NXP has paid out €14.4m to its board of management including four managers who left the company this year. The payment has fired up media and union criticism in the Netherlands.
"The €14.4m is the total remuneration for the whole board of management for 2008", an NXP spokesman told Electronics Weekly.
The four managers who received the money and subsequently left NXP were former CEO Frans van Houten, Theo Claasen, Peter van Bommel, and Hein van der Zeeuw.
The NXP spokesman emphasised that none of the €14.4m represented a bonus payment and the €14.4m represented the total remuneration paid to the board made up of salary and pension entitlement for the whole board plus, just for the departing four managers, severance payments.
"The €14.4m didn't include any bonus payment", the NXP spokesman told Electronics Weekly, "the decision was taken not to pay any bonuses."
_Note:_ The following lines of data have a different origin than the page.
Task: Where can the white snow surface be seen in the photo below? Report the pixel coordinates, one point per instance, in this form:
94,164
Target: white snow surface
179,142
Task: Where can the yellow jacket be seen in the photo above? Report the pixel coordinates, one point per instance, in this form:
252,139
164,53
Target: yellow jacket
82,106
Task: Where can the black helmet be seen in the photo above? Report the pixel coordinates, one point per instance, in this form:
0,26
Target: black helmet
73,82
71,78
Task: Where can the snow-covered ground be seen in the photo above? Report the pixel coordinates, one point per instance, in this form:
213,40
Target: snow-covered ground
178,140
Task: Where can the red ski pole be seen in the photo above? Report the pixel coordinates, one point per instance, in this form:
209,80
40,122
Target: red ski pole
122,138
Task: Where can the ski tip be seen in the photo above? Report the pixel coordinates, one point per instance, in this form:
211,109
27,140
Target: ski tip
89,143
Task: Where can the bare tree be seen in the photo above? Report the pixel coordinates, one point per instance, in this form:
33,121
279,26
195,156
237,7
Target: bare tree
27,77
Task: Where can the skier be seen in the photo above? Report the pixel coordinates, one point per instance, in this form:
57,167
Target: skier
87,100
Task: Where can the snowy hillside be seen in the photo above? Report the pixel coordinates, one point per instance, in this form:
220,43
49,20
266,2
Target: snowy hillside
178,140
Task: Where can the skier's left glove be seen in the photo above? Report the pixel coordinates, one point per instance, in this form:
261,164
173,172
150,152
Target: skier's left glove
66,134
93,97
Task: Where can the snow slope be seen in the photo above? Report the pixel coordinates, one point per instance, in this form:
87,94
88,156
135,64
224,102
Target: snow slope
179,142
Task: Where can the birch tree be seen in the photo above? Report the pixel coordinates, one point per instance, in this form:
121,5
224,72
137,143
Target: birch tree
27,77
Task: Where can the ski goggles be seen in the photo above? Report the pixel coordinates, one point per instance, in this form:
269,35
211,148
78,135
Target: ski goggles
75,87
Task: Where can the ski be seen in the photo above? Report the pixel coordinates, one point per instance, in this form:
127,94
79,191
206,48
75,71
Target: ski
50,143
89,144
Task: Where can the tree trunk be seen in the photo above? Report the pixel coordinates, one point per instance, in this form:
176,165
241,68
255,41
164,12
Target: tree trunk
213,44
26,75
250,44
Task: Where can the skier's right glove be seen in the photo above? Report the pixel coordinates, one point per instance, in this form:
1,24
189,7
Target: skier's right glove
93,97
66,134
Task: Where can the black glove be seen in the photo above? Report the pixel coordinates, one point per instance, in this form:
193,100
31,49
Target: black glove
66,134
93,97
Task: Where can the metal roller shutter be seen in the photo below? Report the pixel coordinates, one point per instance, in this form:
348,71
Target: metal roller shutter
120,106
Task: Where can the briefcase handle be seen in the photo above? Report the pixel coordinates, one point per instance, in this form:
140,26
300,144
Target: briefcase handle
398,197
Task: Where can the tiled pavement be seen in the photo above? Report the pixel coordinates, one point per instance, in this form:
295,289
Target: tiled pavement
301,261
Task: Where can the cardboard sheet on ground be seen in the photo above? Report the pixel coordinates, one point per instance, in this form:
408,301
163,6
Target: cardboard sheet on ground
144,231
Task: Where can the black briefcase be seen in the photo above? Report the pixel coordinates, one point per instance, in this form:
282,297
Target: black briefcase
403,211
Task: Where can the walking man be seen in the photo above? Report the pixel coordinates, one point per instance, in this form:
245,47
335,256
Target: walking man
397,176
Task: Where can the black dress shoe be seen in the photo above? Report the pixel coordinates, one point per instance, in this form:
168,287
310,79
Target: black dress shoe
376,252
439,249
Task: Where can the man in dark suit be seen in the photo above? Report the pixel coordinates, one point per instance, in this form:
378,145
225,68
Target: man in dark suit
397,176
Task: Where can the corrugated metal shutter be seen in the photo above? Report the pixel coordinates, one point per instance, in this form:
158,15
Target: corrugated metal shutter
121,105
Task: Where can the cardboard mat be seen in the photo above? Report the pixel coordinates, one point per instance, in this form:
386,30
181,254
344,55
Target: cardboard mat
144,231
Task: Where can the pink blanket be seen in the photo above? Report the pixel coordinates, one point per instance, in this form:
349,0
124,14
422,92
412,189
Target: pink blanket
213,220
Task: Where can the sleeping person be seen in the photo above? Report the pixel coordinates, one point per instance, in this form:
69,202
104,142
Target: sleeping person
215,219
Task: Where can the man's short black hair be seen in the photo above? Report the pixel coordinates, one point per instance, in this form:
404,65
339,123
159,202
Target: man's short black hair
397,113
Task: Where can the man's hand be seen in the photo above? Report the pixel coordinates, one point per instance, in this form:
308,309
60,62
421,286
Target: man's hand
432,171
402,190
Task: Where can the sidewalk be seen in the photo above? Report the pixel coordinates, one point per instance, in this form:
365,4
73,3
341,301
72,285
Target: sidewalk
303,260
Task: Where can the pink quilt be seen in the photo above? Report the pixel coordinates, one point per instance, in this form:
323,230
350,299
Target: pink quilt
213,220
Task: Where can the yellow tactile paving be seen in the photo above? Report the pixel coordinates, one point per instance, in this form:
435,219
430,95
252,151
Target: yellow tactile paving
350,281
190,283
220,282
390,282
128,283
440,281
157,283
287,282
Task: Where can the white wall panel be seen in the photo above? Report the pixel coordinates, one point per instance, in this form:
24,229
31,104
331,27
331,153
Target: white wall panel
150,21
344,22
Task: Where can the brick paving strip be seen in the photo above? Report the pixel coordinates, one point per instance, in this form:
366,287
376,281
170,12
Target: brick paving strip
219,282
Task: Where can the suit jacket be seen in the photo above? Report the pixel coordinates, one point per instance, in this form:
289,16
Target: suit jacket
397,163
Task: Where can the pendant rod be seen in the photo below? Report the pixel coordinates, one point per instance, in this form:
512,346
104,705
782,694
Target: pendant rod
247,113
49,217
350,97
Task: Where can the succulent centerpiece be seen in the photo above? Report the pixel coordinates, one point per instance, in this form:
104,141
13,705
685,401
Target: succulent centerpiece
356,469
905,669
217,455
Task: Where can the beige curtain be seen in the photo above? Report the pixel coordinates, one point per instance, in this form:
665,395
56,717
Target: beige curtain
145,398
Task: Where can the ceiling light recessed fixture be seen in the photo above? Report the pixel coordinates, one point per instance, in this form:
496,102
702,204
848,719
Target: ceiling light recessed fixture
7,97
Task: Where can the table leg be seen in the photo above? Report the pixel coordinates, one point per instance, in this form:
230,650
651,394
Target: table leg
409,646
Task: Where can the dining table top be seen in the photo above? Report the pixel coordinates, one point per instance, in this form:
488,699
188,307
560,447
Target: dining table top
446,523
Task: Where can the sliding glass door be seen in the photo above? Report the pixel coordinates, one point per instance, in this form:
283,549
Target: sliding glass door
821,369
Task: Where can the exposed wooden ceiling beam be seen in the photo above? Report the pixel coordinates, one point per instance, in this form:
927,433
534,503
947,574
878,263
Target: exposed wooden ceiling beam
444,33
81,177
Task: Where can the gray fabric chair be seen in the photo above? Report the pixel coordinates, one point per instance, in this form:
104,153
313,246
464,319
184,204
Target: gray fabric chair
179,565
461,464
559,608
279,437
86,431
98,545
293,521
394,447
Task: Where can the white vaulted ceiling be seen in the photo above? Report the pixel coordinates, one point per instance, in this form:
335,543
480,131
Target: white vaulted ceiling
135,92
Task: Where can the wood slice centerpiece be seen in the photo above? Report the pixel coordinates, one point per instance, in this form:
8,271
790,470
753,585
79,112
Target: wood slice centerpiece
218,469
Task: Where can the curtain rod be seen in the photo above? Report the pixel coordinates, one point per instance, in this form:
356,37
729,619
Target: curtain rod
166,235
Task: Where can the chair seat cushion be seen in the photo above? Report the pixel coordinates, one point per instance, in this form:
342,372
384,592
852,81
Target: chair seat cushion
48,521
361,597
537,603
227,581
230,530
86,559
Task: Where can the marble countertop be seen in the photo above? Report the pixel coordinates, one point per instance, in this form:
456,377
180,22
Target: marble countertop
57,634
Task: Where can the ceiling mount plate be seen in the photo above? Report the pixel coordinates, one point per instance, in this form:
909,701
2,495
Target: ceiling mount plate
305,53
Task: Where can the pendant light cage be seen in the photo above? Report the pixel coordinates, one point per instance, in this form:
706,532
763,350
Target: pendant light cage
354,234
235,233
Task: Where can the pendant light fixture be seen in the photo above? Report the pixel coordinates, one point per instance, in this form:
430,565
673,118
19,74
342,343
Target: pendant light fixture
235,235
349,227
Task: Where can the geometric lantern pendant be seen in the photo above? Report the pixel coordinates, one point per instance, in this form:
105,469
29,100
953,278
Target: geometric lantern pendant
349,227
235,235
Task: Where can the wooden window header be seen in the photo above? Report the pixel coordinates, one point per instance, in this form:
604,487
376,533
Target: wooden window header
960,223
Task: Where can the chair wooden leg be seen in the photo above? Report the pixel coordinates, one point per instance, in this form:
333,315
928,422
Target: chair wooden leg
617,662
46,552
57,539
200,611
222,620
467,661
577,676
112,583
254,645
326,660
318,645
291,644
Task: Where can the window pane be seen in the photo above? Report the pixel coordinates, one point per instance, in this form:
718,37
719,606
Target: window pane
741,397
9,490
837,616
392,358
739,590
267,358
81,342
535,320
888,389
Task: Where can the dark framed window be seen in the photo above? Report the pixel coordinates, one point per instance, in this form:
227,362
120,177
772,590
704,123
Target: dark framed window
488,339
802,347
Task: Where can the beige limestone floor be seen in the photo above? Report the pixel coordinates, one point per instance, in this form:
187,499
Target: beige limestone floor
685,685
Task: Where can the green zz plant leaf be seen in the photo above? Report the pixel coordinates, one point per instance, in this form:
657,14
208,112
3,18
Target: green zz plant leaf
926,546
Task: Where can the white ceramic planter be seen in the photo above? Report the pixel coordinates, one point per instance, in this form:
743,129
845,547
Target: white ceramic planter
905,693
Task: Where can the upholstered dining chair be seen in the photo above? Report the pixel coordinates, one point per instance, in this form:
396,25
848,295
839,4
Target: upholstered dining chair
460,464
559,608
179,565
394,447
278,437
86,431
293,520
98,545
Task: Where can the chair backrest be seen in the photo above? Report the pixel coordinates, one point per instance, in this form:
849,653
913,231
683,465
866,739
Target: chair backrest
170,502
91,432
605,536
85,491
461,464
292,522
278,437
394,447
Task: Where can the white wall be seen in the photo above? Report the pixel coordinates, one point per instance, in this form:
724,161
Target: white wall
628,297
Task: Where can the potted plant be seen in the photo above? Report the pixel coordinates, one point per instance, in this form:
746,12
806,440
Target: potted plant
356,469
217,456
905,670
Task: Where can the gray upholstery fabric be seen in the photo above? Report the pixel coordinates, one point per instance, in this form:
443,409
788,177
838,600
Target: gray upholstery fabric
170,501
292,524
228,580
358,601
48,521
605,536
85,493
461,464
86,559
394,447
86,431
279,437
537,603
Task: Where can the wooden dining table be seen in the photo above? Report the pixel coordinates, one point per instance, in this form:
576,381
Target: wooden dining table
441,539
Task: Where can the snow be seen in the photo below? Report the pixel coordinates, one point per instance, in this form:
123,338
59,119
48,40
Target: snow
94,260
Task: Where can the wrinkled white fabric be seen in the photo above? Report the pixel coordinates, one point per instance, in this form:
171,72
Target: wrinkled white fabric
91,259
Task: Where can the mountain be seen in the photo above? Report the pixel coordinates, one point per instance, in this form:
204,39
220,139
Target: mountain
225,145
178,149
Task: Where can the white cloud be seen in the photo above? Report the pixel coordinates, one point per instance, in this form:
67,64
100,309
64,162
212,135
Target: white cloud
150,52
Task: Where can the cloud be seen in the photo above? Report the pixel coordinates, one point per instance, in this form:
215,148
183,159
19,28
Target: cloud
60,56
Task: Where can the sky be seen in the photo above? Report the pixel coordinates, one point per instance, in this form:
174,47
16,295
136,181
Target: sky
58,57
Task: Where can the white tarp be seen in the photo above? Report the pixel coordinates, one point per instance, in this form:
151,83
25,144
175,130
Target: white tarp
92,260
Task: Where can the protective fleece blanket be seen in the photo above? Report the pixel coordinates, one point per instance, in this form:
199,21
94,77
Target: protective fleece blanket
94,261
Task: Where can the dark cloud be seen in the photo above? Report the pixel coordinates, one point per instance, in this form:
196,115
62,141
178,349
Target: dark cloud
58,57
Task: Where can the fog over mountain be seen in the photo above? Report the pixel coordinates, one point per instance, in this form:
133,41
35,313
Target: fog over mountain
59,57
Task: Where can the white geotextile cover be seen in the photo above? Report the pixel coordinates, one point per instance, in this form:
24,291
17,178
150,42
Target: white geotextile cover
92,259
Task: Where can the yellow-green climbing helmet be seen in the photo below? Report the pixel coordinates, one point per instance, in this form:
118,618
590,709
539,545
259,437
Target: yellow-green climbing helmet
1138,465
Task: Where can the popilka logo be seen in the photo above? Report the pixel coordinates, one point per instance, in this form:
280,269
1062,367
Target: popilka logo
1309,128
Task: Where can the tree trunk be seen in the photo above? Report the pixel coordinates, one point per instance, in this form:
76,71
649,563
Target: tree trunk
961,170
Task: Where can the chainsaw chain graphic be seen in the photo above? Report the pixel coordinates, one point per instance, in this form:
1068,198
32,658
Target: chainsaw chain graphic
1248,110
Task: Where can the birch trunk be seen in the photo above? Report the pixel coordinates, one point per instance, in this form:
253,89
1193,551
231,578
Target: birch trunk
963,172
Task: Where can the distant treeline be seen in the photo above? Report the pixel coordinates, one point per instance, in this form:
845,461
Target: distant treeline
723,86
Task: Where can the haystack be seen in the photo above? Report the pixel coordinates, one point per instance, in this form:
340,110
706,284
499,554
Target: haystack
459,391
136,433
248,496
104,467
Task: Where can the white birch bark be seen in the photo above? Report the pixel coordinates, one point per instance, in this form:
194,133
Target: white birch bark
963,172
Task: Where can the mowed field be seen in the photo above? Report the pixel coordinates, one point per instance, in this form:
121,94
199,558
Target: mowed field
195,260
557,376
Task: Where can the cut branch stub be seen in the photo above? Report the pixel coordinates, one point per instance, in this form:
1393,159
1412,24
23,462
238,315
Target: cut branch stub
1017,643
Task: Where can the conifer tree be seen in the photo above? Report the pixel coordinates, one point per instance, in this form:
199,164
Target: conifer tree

Asked about media reports that former CEO Frans van Houten had received €3.5m of the €14.4m payout, the NXP spokesman said: "We did not split out any of the money, and we will not split it out. We cannot do that. We are not stock-listed."
Asked if he would deny that van Houten received €3.5m, the spokesman declined to comment.
An SEC filing reveals, however, that in 2007, €250,000 was paid to the chairman of NXP's supervisory board, Sir Peter Bonfield.
Asked about the reactions of the unions to the report, the spokesman said: "The co-operation and dialogue with the unions is still very good. We have always had good relationships with our social partners including the unions."